What Does It Mean to Assign a Library?

In Overview of Connecting to Common Data Sources, you learned how to register libraries in metadata and assigned the libraries to SAS servers. These libraries represent data such as SAS data sets in a directory or the tables in a database schema. By assigning a library to a SAS server, you accomplish the following:
  • enable the SAS server to access the library
  • make the library visible to users of the SAS server
  • control which SAS engine is used by the SAS server to access data, if you pre-assign the library
Assigning a library to a SAS server means letting the SAS server session know that a libref—a shortcut name—is associated with the information that a SAS session needs to access a data library. SAS Intelligence Platform clients such as SAS Data Integration Studio, SAS OLAP Cube Studio, and SAS Information Map Studio generate SAS code that uses librefs.

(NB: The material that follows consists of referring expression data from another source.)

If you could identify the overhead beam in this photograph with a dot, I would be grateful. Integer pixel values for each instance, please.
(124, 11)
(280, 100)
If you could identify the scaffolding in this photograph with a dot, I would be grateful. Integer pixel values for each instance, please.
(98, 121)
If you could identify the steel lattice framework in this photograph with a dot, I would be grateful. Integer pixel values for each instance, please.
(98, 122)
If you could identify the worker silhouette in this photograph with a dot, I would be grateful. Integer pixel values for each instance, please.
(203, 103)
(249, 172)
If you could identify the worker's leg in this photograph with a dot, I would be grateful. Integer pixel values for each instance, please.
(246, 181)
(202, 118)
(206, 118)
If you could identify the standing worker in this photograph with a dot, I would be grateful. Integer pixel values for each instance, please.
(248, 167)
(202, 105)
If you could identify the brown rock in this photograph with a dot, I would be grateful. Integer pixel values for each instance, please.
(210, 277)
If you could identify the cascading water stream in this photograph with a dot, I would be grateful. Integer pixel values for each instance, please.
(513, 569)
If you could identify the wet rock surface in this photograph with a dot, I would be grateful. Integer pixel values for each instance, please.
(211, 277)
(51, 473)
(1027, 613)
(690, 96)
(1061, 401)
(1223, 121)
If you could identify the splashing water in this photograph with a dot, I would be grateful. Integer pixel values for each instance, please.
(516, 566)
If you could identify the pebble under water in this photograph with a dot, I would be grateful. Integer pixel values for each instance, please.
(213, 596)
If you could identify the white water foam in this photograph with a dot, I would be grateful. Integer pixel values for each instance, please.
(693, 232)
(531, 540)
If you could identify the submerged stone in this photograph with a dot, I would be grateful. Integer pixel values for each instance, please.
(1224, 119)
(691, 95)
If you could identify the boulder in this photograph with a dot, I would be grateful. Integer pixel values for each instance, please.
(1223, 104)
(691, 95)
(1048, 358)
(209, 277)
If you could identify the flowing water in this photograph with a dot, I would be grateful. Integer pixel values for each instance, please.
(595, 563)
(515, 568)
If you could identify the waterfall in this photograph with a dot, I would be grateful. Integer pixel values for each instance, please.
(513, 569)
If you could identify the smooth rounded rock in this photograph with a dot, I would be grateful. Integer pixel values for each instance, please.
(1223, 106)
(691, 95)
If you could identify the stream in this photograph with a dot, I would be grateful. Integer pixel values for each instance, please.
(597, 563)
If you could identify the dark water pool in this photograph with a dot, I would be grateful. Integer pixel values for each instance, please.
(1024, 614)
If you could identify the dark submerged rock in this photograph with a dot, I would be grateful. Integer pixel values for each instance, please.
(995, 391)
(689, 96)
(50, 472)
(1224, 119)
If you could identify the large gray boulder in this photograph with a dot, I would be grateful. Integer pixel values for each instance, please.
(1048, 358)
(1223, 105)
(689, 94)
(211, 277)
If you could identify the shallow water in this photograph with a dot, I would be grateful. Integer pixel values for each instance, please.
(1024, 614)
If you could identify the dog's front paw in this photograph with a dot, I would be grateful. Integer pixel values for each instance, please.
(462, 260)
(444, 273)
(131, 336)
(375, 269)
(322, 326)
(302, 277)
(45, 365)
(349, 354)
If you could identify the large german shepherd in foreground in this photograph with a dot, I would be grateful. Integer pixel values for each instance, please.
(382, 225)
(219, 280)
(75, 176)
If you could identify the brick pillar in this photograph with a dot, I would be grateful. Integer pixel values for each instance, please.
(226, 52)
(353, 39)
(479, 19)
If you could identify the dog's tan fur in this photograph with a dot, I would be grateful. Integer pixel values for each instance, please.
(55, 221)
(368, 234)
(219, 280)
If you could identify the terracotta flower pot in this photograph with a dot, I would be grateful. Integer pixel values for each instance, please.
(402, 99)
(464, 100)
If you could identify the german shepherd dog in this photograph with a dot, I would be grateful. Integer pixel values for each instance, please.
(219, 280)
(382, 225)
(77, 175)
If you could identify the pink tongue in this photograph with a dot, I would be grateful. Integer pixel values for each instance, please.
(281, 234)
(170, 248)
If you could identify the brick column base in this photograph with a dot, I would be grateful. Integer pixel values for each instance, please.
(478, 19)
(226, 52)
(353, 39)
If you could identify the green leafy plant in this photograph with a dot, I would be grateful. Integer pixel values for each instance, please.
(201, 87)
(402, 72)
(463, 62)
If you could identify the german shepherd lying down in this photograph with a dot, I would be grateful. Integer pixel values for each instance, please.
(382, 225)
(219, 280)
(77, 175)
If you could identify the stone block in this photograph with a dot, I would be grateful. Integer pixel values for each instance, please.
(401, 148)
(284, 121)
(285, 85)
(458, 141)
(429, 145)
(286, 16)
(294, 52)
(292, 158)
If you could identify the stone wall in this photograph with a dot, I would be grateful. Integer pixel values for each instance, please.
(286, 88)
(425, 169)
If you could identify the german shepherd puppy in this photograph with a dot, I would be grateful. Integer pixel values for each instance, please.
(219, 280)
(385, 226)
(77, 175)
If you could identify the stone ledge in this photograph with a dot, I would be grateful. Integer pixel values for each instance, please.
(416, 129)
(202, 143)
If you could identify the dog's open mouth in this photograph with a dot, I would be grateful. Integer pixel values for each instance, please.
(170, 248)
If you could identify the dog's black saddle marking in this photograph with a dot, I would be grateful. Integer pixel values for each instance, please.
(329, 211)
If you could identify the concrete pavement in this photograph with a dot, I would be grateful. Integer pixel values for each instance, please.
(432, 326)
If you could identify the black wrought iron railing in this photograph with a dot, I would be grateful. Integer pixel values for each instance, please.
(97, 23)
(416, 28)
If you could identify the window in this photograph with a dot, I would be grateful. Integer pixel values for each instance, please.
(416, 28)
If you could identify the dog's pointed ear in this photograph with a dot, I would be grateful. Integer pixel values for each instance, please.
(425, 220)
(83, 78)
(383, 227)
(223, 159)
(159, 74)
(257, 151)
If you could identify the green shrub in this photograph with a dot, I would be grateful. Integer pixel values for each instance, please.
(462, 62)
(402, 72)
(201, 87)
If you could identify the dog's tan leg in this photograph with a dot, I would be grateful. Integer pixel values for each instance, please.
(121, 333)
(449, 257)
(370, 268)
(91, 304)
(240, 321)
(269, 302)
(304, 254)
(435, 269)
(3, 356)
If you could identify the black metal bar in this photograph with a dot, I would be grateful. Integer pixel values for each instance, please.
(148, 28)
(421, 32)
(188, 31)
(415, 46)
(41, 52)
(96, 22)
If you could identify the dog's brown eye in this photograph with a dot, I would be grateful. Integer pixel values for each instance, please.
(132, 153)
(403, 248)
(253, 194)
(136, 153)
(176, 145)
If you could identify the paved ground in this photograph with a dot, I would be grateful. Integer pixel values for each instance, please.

Before the generated code can access data from a library, the library must be assigned to the SAS server that executes the code. After the SAS server determines that a library is assigned to it, the next step is to determine how the SAS server should access the data in the library.
There are two ways in which a server can determine how to access data in a library. One way is for you, as the administrator, to configure the environment so that the SAS server finds out about the libref and the SAS engine to use for data access at server start-up. This approach is referred to as pre-assigning the library, because the libref is established before any code that uses that libref is submitted. The other way is to let the client application define the libref and set the SAS engine when it generates code for submission to that server.